Caso idêntico ao de Guilhermina Monteiro, que além de pertencer ao sindicato se assume como “reivindicativa dos direitos”. Trabalha há nove anos na expedição. Tem 50. É mais um caso que está longe da idade da reforma, mas que julga que será difícil que lhe dêem uma oportunidade no mercado de trabalho. “Já me fizeram a proposta na sexta-feira. Estava de férias e recebi um telefonema. Vim cá e disse logo que não à proposta. Há um novo investidor, há dinheiro e houve perdão de dívida. Aqui nunca faltou trabalho. Sempre demos o litro. Isto tem tudo para funcionar”, defende a funcionária. “O que mais me indignou é que o administrador de insolvência sempre disse que os nossos postos de trabalho não estavam em risco, que trabalhássemos que isto era viável e agora que há investimento e capital dispensam 100 funcionários. Trataram-nos como um produto descartável”, lamenta a mulher. “Só saio se for despedida, um acordo amigável está fora de questão”, garante.

Ao contrário das colegas, Jorge Bessa, de 35 anos, até acredita que arranjaria trabalho noutro local, na área da carpintaria, agora com muita procura. Mas também ele quer ficar. “Ainda não fui chamado para fazer acordo, mas não aceito. Se têm funcionários a mais que avancem com despedimentos e paguem as indemnizações correctas. Sempre gostei de trabalhar aqui. Eu nem tenho problema de arranjar emprego, mas para as minhas colegas não será assim tão fácil”, reconhece.

Contactado pelo Verdadeiro Olhar, o administrador de insolvência, salienta que o que está em cima da mesa são “rescisões voluntárias e por mútuo acordo, com liquidação integral dos respetivos créditos laborais”. “Estamos perante um Grupo em reestruturação para o qual, felizmente, se perspectiva um bom desfecho, com a sua recuperação e manutenção no mercado, assegurando-se a liderança do sector e a criação de condições para crescer e reforçar essa dimensão no futuro”, refere Bruno Costa Pereira.
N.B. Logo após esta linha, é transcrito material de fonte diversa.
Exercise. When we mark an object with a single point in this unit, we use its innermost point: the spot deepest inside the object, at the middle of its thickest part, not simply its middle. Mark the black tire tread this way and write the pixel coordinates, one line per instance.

Recorde-se que no final do ano passado, veio a público que uma gestora de capital de risco iria adquirir a Varandas de Sousa, a principal empresa do Grupo Sousacamp, que tem 450 trabalhadores. Haveria ainda um perdão de dívida de dois terços de uma dívida de 60 milhões de euros. Mas o administrador de insolvência adiantou que haverá dispensa de trabalhadores na unidade de Paredes. A produção será concentrada nas fábricas de Vila Flor e Vila Real.